Despite no rainfall and very warm temperatures last week, crops are holding on, but it won't be long before this crop begins to shut down. On some of the lighter soils, corn is withering, and beans are starting to lose canopy. Insect pressure is very significant in places, and a lot of insecticide has been applied. Second alfalfa cuttings are being postponed, and with a subpar first cut, hay is starting to become a valuable commodity. Hate to be the bearer of bad news; wish there were some bright notes to include.
We received some cooling rain Thursday, but not over a wide area. Some places got almost 3 inches while others got none. Fungicide applications are going at a steady pace. Beetle pressure is increasing. Edges of fields are starting to show a lot of defoliation. Some trees bordering fields are getting hit hard as well. Forecasts for the next few weeks do not look promising. Stay cool, stay safe!
I wish I could say that everyone was receiving some of the rainfall that has passed through the area, but it is still very much hit-and-miss. A few of the systems have also brought some wind, and while it has not snapped off the corn, it has definitely put a hurt on some fields.
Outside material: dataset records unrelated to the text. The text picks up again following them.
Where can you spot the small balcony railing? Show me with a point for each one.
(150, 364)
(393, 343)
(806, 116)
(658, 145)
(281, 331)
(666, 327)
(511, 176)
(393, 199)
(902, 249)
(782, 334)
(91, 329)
Tassels are showing, but progress is very uneven with the early and late plantings. Japanese beetles are in the area, and can be so thick you can see them while driving, ranging to nothing within a half mile of each other.
Just when we thought we were never to get another drop of rain, the heavens opened last week. While I would like to report that it was an area-wide soaking, some places only received a little less than a half-inch while others got almost 2 inches. Tassels are starting to poke out in the early fields, so temperatures and rainfall will be critical the next few weeks. The bottom line is that the damage has been done to the top end. Many folks are saying the top 20 percent is gone. Still plenty of potential, but bins will not bust this fall.